TASIKMALAYA, RADARTASIK.COM – Pemerintah resmi menaikkan harga Bahan Bakar Minyak (BBM) bersubsidi. Harga Pertalite naik dari yang tadinya Rp7.650 menjadi 10.000 per liter.

BBM jenis solar subsidi dari Rp 5.150 jadi Rp 6.800 per liter. Sedangkan Pertamax nonsubsidi dari Rp 12.500 jadi Rp 14.500 per liter.

"Ini berlaku 1 jam sejak saat diumumkan penyesuaian harga ini. Berlaku pukul 14.30 WIB," ujar Menteri ESDM Arifin Tasrif dikutip dari Youtube Sekretariat Presiden, 3 September 2022.
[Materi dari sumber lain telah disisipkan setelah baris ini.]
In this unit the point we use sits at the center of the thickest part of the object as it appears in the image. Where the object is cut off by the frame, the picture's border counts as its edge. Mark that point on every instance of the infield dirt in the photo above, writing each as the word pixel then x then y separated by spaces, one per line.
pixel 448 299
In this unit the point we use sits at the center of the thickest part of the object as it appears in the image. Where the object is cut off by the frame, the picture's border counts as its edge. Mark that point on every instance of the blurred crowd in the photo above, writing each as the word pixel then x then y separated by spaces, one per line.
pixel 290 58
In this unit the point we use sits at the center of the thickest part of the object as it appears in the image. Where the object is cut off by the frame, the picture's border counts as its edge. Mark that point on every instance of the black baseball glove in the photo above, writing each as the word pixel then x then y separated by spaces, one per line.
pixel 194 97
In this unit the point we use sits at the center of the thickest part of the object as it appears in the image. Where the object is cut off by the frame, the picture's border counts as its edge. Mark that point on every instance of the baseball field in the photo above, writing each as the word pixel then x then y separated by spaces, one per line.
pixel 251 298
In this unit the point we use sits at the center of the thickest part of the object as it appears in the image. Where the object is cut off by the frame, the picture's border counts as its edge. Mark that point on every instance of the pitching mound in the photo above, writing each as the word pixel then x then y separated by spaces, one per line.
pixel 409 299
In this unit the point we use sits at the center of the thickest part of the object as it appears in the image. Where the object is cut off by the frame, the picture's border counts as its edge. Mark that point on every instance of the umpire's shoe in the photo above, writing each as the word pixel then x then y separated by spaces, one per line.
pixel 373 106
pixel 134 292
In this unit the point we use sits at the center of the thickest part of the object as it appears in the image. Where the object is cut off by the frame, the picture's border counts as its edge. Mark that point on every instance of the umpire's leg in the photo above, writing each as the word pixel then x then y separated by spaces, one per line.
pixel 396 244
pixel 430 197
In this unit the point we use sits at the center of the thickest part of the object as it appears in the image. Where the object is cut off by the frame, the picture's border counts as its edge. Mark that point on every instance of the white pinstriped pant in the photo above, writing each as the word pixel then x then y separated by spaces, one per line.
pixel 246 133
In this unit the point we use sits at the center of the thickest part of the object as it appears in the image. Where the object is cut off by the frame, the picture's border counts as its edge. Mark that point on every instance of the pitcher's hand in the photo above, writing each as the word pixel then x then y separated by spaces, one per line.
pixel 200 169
BACA JUGA: Berikut Ini Daftar Harga Pertalite dan Solar Terbaru Setelah BBM Resmi Naik

Sedangkan pantauan di Kota Tasikmalaya sebelum pukul 14.30 WIB, beberapa Sentra Pengisian Bahan Bakar Umum (SPBU) mendadak menutup gerbang masuknya.

Usut punya usut, hal itu dilakukan untuk menyeragamkan kenaikan sehingga saat melayani pengisian tak mendadak harga naik. Setelah melewati pukul 14.30 WIB, SPBU tersebut buka kembali dengan harga yang baru.

"Sudah naik kang. Sekarang buka lagi. Tadi memang kata manajemen sempat tutup dulu beberapa menit. Lalu buka lagi dengan harga naik sesuai pengumuman Pak Presiden," ujar salah seorang pegawai SPBU di Jalan Martadinata.

BACA JUGA: Harga BBM Resmi Naik, Pemerintah Mengalihkan Subsidi BBM, Berikut Ini Pernyataan Resmi Presiden Jokowi

Sementara itu SPBU di Jalan Siliwangi begitu melayani pelanggan dengan harga baru, langsung diserbu kendaraan roda dua. 

Namun antrean tak panjang mengular hingga ke badan jalan raya.

"Iya harganya naik kang. Kirain tak akan naik. Mendadak pengumumannya ya. Saya beli Rp 15 ribu Pertalite dapat 1,5 liter," tutur Cepi Ramdani (36), pengendara motor NMax usai mengisi BBM di SPBU Jalan Siliwangi.

BACA JUGA: Waduh, Presiden Jokowi Akan Segera Memutuskan Harga BBM Subsidi, Naik atau Tidak?

Dia menambahkan, dirinya membeli BBM pun masih dengan cara konvensional dan tak menunjukkan aplikasi MyPertamina. Padahal dia mengira kenaikan harga BBM kali ini sekaligus penerapan penggunaan aplikasi tersebut.

"Wah sudah lama saya instal aplikasinya. Tapi tadi beli BBM masih bayar manual tak pakai aplikasi. Walaupun imbauan menggunakan aplikasi itu ada di dekat mesin pengisian BBM. Tapi tak diminta sama petugas SPBU-nya," tandasnya.